Spector v. Board of Education

—In a proceeding pursuant to CPLR article 78 to review a determination of the Deputy Superintendent of the Yonkers City School District, dated August 9, 1996, which found that the petitioner was not eligible for retroactive membership in the New York State Teachers’ Retirement System, the appeal is from a judgment of the Supreme Court, Westchester County (Donovan, J.), which, upon granting the cross motion of the respondent, denied the petition and dismissed the proceeding.

Ordered that the judgment is reversed, with costs, the cross motion is denied, the petition is granted, the respondent’s determination is annulled, and the matter is remitted to the Board of Education of the Yonkers City School District to file an affidavit pursuant to Retirement and Social Security Law § 803 (b) (3) stating that the petitioner is eligible for retroactive membership in the New York State Teachers’ Retirement System.

The petitioner asserted that she was not informed of her right to join the Teachers’ Retirement System when she was interviewed for a substitute teaching position in 1973. Contrary to the Supreme Court’s conclusion, this was sufficient to meet her initial burden of establishing that she did not “participate in a procedure that a reasonable person would recognize as an explanation or request requiring a formal decision by * * * her to join” the Retirement System (Retirement and Social Security Law § 803 [b] [3]; Matter of Scanlan v Buffalo Pub.
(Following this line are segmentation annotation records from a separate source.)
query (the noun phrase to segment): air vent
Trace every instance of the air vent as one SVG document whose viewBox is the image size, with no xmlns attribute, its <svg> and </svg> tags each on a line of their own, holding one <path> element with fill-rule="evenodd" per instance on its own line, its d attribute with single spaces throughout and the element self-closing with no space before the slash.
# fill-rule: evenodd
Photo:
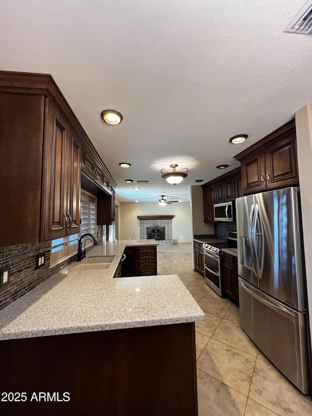
<svg viewBox="0 0 312 416">
<path fill-rule="evenodd" d="M 284 32 L 312 35 L 312 0 L 307 1 Z"/>
</svg>

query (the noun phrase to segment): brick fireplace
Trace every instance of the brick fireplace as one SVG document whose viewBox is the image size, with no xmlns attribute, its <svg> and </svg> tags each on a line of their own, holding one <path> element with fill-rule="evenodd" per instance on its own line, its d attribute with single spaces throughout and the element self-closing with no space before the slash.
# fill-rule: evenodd
<svg viewBox="0 0 312 416">
<path fill-rule="evenodd" d="M 174 215 L 138 215 L 140 220 L 140 239 L 154 238 L 159 245 L 172 245 L 172 218 Z"/>
</svg>

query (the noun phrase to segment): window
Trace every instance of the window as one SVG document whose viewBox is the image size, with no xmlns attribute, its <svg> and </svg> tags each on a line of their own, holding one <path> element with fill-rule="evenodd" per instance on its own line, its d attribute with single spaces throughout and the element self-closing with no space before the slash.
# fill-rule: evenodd
<svg viewBox="0 0 312 416">
<path fill-rule="evenodd" d="M 51 243 L 50 267 L 53 267 L 71 257 L 78 250 L 78 238 L 88 233 L 96 238 L 97 230 L 97 197 L 81 190 L 80 198 L 80 232 L 66 237 L 52 240 Z M 87 240 L 86 247 L 92 243 Z"/>
</svg>

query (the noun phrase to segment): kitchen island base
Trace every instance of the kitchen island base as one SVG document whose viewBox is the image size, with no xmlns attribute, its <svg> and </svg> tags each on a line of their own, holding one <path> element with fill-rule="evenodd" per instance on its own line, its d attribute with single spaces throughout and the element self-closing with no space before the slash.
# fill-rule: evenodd
<svg viewBox="0 0 312 416">
<path fill-rule="evenodd" d="M 3 340 L 0 354 L 2 392 L 25 393 L 1 401 L 8 416 L 198 414 L 194 322 Z"/>
</svg>

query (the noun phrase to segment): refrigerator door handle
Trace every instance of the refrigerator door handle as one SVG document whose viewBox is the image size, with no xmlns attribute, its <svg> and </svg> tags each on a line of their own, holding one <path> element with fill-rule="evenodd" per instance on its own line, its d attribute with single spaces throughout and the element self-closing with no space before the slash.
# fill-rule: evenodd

School Sys., 90 NY2d 662; Matter of Hickey v Board, of Coop. Educ. Servs., 250 AD2d 768; Matter of Dapp v Board of Educ., 248 AD2d 712; Matter of Zinman v Board of Educ., 248 AD2d 716). The respondent’s vague and conclusory allegations that at the time the petitioner was hired a standard practice existed to inform new part-time and substitute teachers of their right to join the Retirement System were insufficient to demonstrate a rational basis for its determination that the petitioner participated in a procedure by which she was advised of her right to join and is ineligible for retroactive membership (see, Matter of Scanlan v Buffalo Pub. School Sys., *589supra, at 678-679; Matter of Dapp v Board of Educ., supra; Matter of Zinman v Board of Educ., supra).

We find no merit to the School District’s claim that this proceeding should be dismissed on procedural grounds. Rosenblatt, J. P., Miller, Ritter and Goldstein, JJ., concur.